Former Panama dictator Manuel Noriega is suing American game maker Activision Entertainment for allegedly using his image in its massively popular game “Call of Duty: Black Ops II.” Noriega is suing from a Panama prison where he’s likely to die while serving a 20-year sentence that began 2011. Noriega was previously imprisoned in France, and that was after his incarceration in the US in the 1990s. He’s a bad guy.

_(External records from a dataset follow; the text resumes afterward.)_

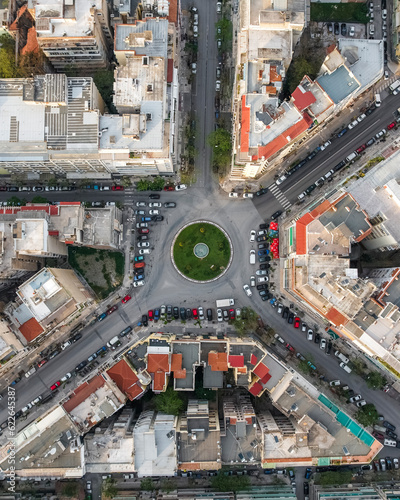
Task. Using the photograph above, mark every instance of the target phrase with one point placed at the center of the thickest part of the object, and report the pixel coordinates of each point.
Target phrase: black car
(336, 28)
(388, 425)
(169, 312)
(81, 366)
(276, 214)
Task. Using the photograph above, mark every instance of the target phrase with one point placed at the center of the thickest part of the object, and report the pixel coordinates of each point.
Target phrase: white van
(114, 342)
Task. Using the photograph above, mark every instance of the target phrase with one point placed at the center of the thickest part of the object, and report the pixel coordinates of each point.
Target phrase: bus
(394, 86)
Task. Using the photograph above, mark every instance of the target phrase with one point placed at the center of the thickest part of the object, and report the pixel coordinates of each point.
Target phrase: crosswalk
(279, 196)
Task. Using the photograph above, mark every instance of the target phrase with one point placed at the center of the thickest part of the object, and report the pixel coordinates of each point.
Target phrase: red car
(289, 347)
(112, 309)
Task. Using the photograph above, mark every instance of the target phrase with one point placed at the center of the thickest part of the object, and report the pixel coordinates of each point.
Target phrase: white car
(247, 290)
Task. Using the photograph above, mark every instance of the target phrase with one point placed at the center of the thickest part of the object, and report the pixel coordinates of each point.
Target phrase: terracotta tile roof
(335, 317)
(261, 370)
(303, 100)
(218, 361)
(31, 329)
(158, 362)
(126, 379)
(170, 70)
(245, 127)
(255, 389)
(236, 361)
(83, 391)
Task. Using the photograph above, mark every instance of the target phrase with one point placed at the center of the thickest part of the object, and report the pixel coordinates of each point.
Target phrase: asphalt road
(325, 160)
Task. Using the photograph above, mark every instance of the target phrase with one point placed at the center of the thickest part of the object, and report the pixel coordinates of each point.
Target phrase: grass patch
(102, 269)
(340, 12)
(209, 267)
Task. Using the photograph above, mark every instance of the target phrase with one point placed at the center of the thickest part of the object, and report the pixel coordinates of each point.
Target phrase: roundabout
(201, 251)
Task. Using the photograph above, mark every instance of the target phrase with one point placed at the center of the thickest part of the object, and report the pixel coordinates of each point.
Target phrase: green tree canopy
(221, 482)
(367, 415)
(169, 402)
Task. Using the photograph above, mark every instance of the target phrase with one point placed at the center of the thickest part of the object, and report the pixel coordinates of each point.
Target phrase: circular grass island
(201, 251)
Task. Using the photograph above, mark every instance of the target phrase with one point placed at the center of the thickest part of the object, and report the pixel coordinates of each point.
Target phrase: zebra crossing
(279, 196)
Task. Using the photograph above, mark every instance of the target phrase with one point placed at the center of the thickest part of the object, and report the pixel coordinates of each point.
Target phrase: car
(102, 316)
(276, 214)
(247, 290)
(388, 425)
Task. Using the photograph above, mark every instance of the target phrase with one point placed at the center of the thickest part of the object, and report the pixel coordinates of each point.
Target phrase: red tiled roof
(245, 127)
(83, 391)
(236, 361)
(336, 317)
(303, 99)
(261, 370)
(265, 379)
(255, 389)
(170, 70)
(158, 362)
(31, 329)
(125, 378)
(218, 361)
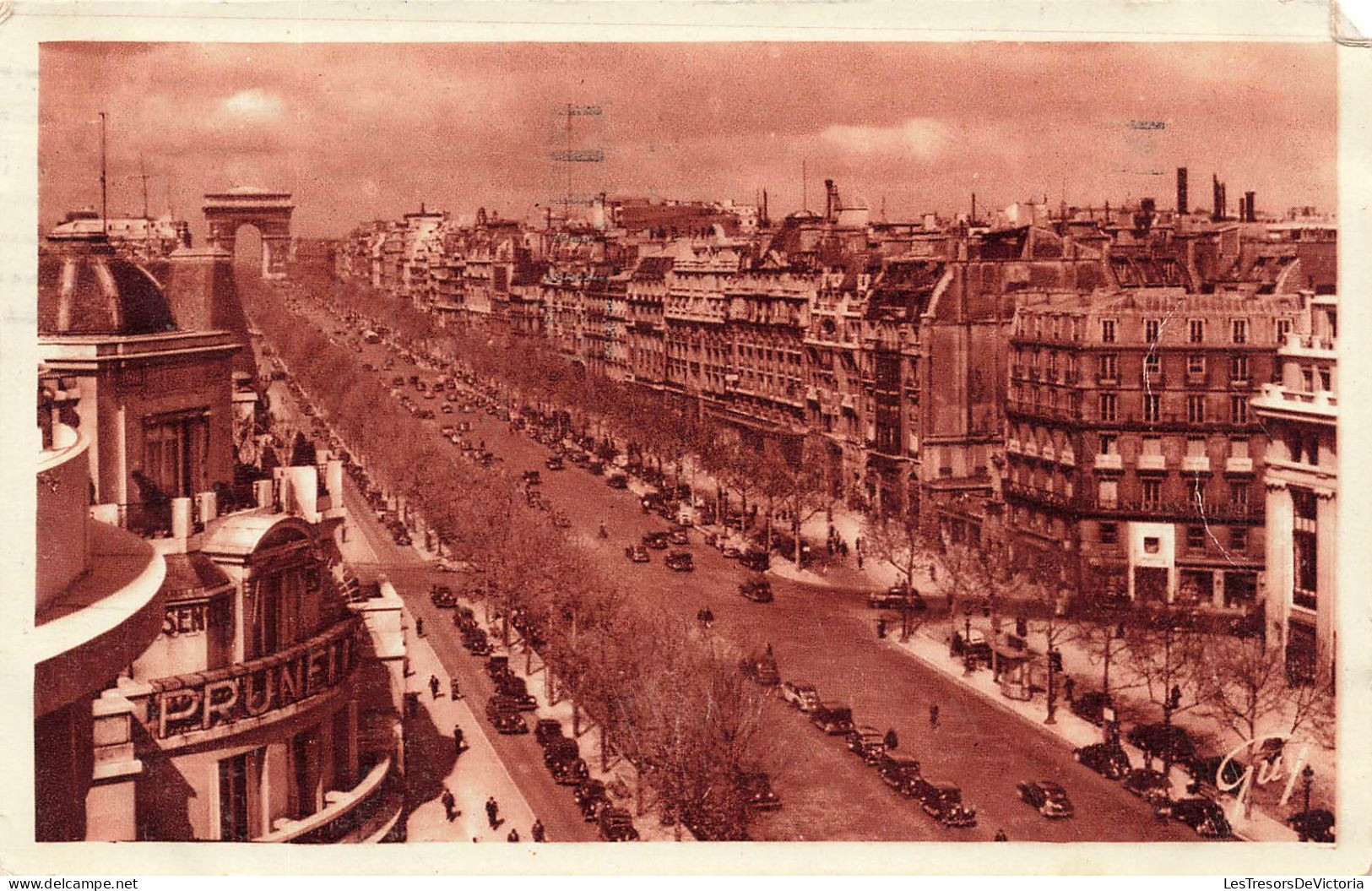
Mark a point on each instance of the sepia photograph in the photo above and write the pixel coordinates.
(689, 443)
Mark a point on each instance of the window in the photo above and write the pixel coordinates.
(176, 451)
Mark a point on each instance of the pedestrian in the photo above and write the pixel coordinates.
(493, 812)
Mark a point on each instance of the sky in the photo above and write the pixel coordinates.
(372, 131)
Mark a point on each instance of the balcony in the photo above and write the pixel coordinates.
(1152, 463)
(1109, 463)
(1238, 465)
(1196, 465)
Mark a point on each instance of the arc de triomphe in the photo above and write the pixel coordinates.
(268, 210)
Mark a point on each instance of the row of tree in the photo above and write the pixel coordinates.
(660, 695)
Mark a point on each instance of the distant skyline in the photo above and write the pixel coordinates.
(366, 131)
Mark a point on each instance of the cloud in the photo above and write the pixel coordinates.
(921, 138)
(252, 103)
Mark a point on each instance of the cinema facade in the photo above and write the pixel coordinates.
(239, 693)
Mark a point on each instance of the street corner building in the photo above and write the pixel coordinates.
(203, 667)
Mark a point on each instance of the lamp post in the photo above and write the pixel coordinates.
(1306, 779)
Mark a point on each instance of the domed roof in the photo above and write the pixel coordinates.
(85, 289)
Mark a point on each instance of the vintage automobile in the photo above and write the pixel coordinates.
(1167, 742)
(588, 791)
(1093, 706)
(616, 825)
(680, 562)
(1046, 796)
(761, 669)
(756, 788)
(1109, 759)
(755, 561)
(559, 750)
(866, 742)
(546, 731)
(443, 597)
(570, 772)
(508, 722)
(756, 589)
(1146, 783)
(833, 718)
(800, 693)
(1202, 814)
(895, 597)
(899, 774)
(943, 802)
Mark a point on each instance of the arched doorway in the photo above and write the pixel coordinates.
(267, 210)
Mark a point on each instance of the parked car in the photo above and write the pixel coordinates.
(1202, 814)
(943, 802)
(1146, 783)
(616, 825)
(1167, 742)
(509, 722)
(1093, 706)
(756, 589)
(756, 788)
(866, 742)
(546, 731)
(895, 597)
(680, 562)
(833, 718)
(1109, 759)
(899, 774)
(1047, 798)
(800, 693)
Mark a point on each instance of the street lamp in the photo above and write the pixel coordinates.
(1306, 779)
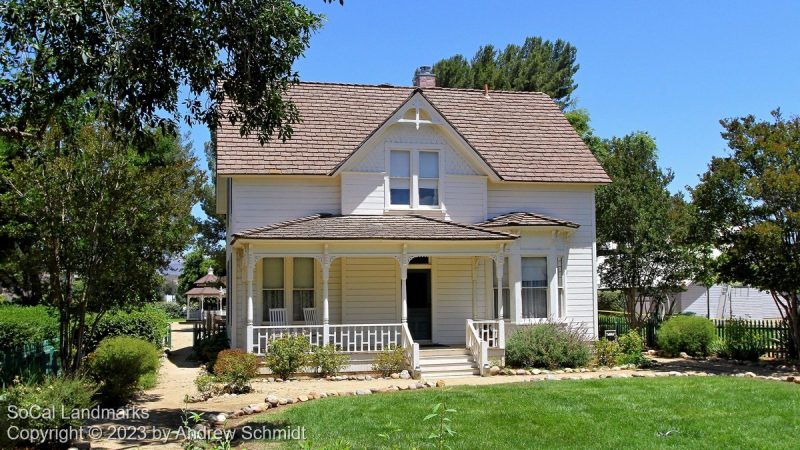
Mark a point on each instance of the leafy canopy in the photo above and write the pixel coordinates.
(152, 63)
(748, 207)
(536, 65)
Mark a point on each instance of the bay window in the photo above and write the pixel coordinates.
(534, 288)
(414, 179)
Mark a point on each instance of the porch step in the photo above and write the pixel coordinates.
(447, 363)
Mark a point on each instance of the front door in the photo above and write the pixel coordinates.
(418, 288)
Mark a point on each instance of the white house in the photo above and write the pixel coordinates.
(392, 215)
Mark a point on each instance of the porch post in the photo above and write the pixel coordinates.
(251, 263)
(403, 292)
(326, 270)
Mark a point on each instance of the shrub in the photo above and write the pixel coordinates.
(606, 352)
(149, 323)
(741, 342)
(236, 368)
(328, 361)
(547, 345)
(119, 363)
(206, 350)
(690, 334)
(390, 360)
(52, 394)
(287, 355)
(26, 325)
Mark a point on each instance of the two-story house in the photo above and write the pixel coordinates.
(420, 217)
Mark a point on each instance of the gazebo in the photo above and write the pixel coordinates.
(207, 286)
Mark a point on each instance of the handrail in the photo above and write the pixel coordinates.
(478, 347)
(410, 348)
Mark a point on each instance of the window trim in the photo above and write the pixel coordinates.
(414, 150)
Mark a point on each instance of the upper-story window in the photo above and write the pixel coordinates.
(414, 178)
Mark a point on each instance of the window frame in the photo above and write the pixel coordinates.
(545, 288)
(414, 151)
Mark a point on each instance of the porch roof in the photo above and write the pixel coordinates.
(527, 219)
(362, 227)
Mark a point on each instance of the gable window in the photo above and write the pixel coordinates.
(534, 288)
(414, 180)
(273, 285)
(400, 177)
(428, 178)
(302, 287)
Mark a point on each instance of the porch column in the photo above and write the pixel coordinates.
(251, 264)
(515, 284)
(499, 262)
(326, 270)
(404, 260)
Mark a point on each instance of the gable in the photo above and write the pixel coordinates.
(518, 136)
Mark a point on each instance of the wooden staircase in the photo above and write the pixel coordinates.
(446, 362)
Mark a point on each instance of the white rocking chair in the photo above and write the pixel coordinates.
(278, 317)
(310, 316)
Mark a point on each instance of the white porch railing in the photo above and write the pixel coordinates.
(356, 338)
(478, 347)
(491, 331)
(411, 348)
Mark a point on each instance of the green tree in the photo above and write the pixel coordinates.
(104, 217)
(640, 227)
(536, 65)
(136, 56)
(748, 207)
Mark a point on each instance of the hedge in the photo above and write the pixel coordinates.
(26, 325)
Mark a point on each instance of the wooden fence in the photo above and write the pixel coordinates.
(771, 334)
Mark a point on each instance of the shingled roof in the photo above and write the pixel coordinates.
(526, 219)
(358, 227)
(523, 136)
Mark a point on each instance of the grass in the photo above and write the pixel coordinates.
(691, 412)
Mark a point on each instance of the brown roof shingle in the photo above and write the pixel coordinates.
(358, 227)
(523, 136)
(526, 219)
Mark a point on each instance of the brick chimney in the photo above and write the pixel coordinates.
(424, 78)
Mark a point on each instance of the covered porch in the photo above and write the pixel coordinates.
(367, 283)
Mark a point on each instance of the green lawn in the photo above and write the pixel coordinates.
(718, 412)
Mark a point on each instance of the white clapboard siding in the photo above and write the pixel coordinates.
(452, 298)
(370, 290)
(362, 193)
(266, 200)
(570, 202)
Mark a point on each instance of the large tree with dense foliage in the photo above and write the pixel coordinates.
(138, 56)
(641, 227)
(748, 207)
(103, 217)
(536, 65)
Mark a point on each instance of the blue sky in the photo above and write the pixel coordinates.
(673, 69)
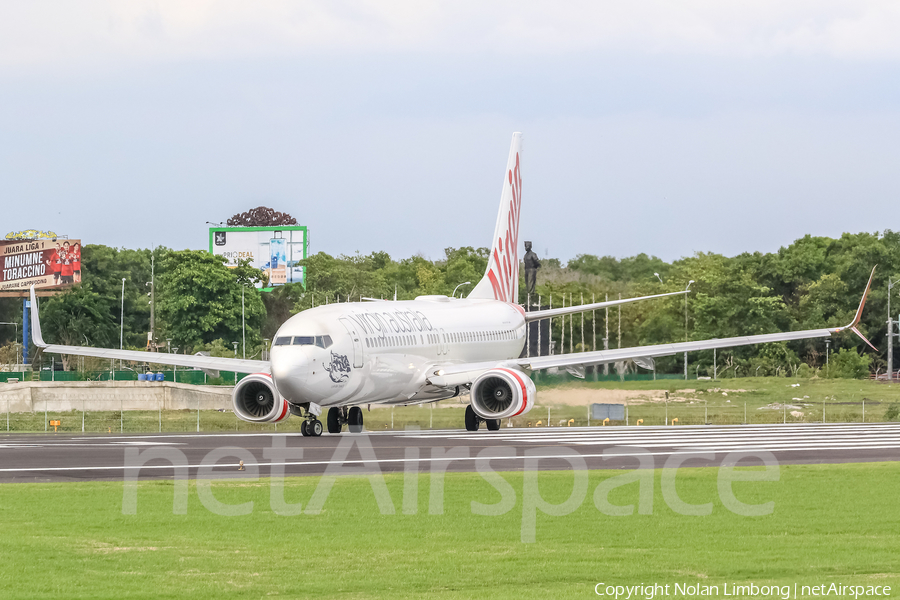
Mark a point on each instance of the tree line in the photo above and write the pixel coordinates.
(814, 282)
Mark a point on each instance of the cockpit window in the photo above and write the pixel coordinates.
(322, 341)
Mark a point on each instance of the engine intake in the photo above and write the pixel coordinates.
(255, 399)
(502, 393)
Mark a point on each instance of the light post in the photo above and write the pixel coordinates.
(122, 322)
(16, 339)
(891, 285)
(685, 326)
(460, 285)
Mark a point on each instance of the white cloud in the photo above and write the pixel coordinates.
(62, 33)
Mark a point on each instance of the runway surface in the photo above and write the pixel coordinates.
(59, 457)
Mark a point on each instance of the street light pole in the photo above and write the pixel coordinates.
(122, 322)
(685, 326)
(890, 322)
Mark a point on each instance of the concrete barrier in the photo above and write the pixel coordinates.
(61, 396)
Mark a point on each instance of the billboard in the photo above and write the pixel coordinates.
(44, 263)
(276, 250)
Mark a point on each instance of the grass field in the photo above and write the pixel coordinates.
(750, 400)
(837, 523)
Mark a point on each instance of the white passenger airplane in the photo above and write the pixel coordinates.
(343, 356)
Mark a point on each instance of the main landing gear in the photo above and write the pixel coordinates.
(473, 421)
(352, 417)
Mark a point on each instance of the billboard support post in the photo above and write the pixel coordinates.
(26, 305)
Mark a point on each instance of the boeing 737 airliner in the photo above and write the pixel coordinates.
(344, 356)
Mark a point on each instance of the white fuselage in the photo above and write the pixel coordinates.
(383, 352)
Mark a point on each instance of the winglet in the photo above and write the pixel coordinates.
(856, 319)
(36, 322)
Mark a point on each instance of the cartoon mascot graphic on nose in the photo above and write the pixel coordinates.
(339, 369)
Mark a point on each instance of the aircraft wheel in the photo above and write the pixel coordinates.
(334, 420)
(354, 419)
(472, 420)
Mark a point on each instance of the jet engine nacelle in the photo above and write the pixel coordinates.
(256, 400)
(502, 393)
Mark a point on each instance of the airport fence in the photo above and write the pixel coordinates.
(189, 376)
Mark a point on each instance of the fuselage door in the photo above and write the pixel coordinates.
(357, 341)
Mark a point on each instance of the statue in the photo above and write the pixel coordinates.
(532, 264)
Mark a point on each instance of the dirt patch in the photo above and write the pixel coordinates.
(585, 396)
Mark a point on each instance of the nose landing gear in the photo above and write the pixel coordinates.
(311, 427)
(337, 417)
(473, 421)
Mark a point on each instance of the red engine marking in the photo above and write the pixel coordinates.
(522, 385)
(284, 410)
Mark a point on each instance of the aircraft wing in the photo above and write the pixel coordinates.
(460, 374)
(160, 358)
(580, 359)
(537, 315)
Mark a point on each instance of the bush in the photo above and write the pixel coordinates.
(847, 364)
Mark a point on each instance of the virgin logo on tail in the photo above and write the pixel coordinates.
(503, 271)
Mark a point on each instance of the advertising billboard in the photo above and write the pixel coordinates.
(44, 263)
(276, 250)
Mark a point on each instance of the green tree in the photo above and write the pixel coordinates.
(199, 299)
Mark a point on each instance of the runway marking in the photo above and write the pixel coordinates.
(424, 460)
(661, 441)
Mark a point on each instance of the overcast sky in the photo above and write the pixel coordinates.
(659, 127)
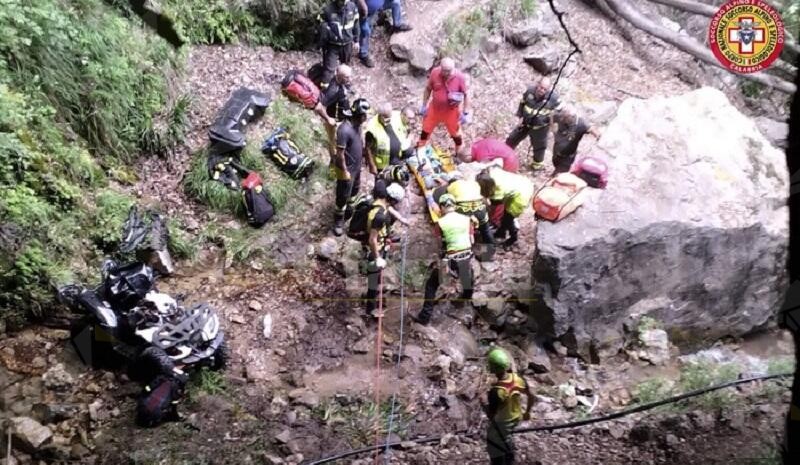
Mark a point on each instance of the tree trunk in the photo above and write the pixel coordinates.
(689, 45)
(792, 439)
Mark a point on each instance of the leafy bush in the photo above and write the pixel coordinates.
(81, 87)
(465, 30)
(102, 75)
(213, 21)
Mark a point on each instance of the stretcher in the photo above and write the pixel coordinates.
(430, 162)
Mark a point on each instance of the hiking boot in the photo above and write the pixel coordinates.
(401, 28)
(367, 61)
(338, 227)
(421, 318)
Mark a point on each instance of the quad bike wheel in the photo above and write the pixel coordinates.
(219, 361)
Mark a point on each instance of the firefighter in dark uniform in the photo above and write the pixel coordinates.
(339, 35)
(536, 111)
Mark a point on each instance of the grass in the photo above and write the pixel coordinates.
(83, 90)
(206, 382)
(647, 323)
(465, 30)
(693, 376)
(360, 422)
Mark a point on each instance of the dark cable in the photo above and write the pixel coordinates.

But the lawsuit is no joke. In it Noriega accuses Activision of using his visage to “heighten realism in its video game.” If the company did model its operative on Noriega in order to add scary intrigue, it couldn’t have picked a better man. The pock-faced Noriega was on the CIA payroll for decades while he freely butchered anybody in his path, before being taken down by the same US government that had propped him up. There are two big reasons Activision needs to get a real tight grip on its joystick. First the similarities: Noriega was a career soldier who studied Psyops under American tutelage at Fort Bragg. And second, the team: Noriega is represented by Thomas Girardi, the first attorney to win a $1 million award for a medical malpractice case, back in 1970. He’s also the Erin Brockovich guy. Girardi has dealt with Central American trouble before, too. According to Wikipedia, he tried to get the US to enforce a judgment by a Nicaraguan court against Shell and Dole Food. It didn’t work. But this one might have better legs: you have to admit the Black Ops guy does look like Noriega.